The univariate trend toward an association with accreditation decisions in labs where the medical director was an NBE testamur may indicate that the sample was underpowered to detect a difference. This is especially relevant given the low frequency of NBE testamur status, but given the size of the sample, we would not expect a large difference to go undetected due to a type II, or “false negative,” error.
Conclusions
Among echocardiography laboratories seeking IAC-Echocardiography accreditation, a minority of echo physicians are testamurs of the NBE while the majority of sonographers are registered with a credentialing body. Registered sonographers, but not NBE testamur physicians, were positively associated with accreditation decisions; this appeared particularly important for the small number of echocardiography laboratories with physician-sonographers. The overall interaction of individual certification and laboratory accreditation suggests a complementary role for both.
Footnotes
Acknowledgements
The authors acknowledge Mary Beth Farrell, CNMT, for assistance with data management, and Warren J. Manning, MD, for review of the manuscript.
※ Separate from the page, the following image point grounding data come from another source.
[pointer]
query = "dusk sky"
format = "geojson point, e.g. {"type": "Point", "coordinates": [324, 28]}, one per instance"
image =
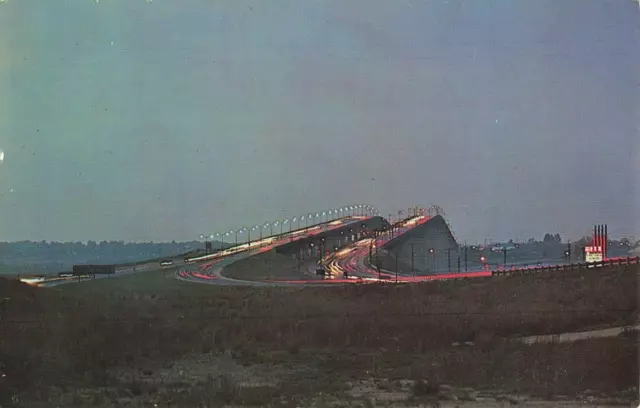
{"type": "Point", "coordinates": [161, 120]}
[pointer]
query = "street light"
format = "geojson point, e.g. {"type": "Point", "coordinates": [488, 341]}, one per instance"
{"type": "Point", "coordinates": [255, 227]}
{"type": "Point", "coordinates": [222, 239]}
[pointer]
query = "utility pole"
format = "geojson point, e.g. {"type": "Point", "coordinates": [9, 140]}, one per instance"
{"type": "Point", "coordinates": [413, 270]}
{"type": "Point", "coordinates": [466, 259]}
{"type": "Point", "coordinates": [397, 253]}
Declaration of Conflicting Interests
The authors declared the following potential conflicts of interest with respect to the research, authorship, and/or publication of this article: Dr. Parker is a consultant for the Intersocietal Accreditation Commission. The remaining authors have no relevant disclosures.
Funding
The authors disclosed receipt of the following financial support for the research, authorship, and/or publication of this article: This work was supported by an investigator-initiated research grant to the authors from the Intersocietal Accreditation Commission, Ellicott City, MD. The content is solely the responsibility of the authors and does not necessarily represent the official views of the IAC or the IAC Research Committee.